A modernidade
é, antes de mais, uma realidade negativa. É, na verdade, a saída da tradição. É
o fim do velho mundo das castas, da nobreza, da obrigação religiosa, das
iniciações da juventude, das mitologias locais, da submissão das mulheres, do
poder absoluto do pai sobre os filhos, da separação oficial entre o pequeno número
de poderosos e as massas trabalhadores desprezadas. Nada se poderá inverter
nesse movimento, indubitavelmente despoletado no Ocidente desde o Renascimento,
consolidado pelo Iluminismo do século XVIII e materializado desde então pelo
desenvolvimento sem precedentes das técnicas de produção, assim como pelo
aperfeiçoamento incessante dos modos de cálculo, de circulação e de
comunicação.
O ponto mais
impressionante talvez seja que essa saída do mundo da tradição, esse verdadeiro
tornado sobre a humanidade, que em três séculos apenas varreu as formas de
organização milenares, tenha criado uma crise subjectiva cujas causas e
amplitude vamos percebendo agora, e da qual um dos aspectos mais visíveis é a
extrema e crescente dificuldade, para a juventude em particular, de se situar
neste novo mundo.
Aí está a
verdadeira crise. Cremos, por vezes, que se trata do capitalismo financeiro.

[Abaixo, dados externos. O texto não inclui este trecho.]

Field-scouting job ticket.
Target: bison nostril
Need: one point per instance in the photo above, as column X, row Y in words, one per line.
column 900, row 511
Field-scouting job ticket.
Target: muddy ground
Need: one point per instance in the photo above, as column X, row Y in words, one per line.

Mas não, de todo! O capitalismo está em plena e próspera expansão mundial. As
crises e as guerras fazem parte do seu próprio modo de desenvolvimento. São
modos tão selvagens quanto necessários para limpar as formas de concorrência e
fazer com que os vencedores concentrem nas suas mãos a maior quantidade
possível de capital disponível.
Desse ponto de
vista estritamente objectivo – a concentração do capital – lembremo-nos de onde
nos encontramos: 10% da população mundial detém 86% do capital disponível; 1%
detém ainda 46% desse capital; e 50% da população mundial não possui
absolutamente nada: 0%. Facilmente compreenderemos que os 10% que possuem quase
tudo não desejam, de forma alguma, ser confundidos com aqueles que nada têm.
Por sua vez, um grande número dos que partilham entre si os magros 14% que
restam, nutrem um desejo feroz de conservar o que têm. É esse o motivo pelo
qual conferem o seu apoio racista e nacionalista às inúmeras barreiras
repressivas contra a terrível «ameaça» que sentem dos 50% que nada têm.
Tudo isso faz
com que as palavras de ordem pretensamente unificadoras do movimento Occupy Wall
Street, «Nós somos os 99%», sejam completamente vazias. A verdade é que aquilo
a que chamamos Ocidente está cheio de gente que, sem fazer parte dos 10% da
aristocracia dirigente, fornece ao capitalismo mundializado uma trupe
pequeno-burguesa de apoiantes, a famosa classe média, sem a qual o oásis
democrático não teria chance alguma de sobrevivência. Ainda que longe de ser os
99%, mesmo que apenas simbolicamente, os jovens corajosos de Wall Street não
representavam, mesmo o grupo original, mais do que um pequeno punhado cujo
destino será o de se desvanecer, passadas as festas do «movimento». Excepto, evidentemente,
se este se ligar de forma prolongada à massa real dos que realmente não têm
quase nada, se ela traçar dessa forma uma diagonal política entre os que fazem
parte dos 14%, incluindo os intelectuais, e os que fazem parte dos 50%,
nomeadamente os operários e os camponeses, assim como a fracção baixa da classe
média, mal paga e precária.
Esse trajecto
político é praticável, uma vez que já foi tentado nos anos sessenta e setenta
sob a marca do maoísmo. E foi recentemente ensaiada de novo pelos movimentos de
ocupação em Túnis ou no Cairo, ou mesmo em Oakland, onde a ligação activa entre
os estivadores portuários foi, no mínimo, esquissada. Tudo, absolutamente tudo,
depende do renascimento definitivo dessa aliança e da sua organização política
à escala internacional.
Mas no actual
estado de extrema fragilidade de tal movimento, o resultado objectivo, comensurável,
da saída da tradição -operada desde então pelo formalismo mundializado do
capitalismo- não poderá ser outra coisa senão aquilo que acabamos de descrever,
a saber, que uma minúscula oligarquia dite a sua lei não só a uma esmagadora
maioria nas margens da simples sobrevivência, mas também às classes médias ocidentalizadas,
isto é, avassaladas e estéreis.
Mas o que se
passa então ao nível social e subjectivo? Desde 1848, Marx forneceu uma
descrição fulminante, no sentido em que é tão verdadeira hoje como à sua época.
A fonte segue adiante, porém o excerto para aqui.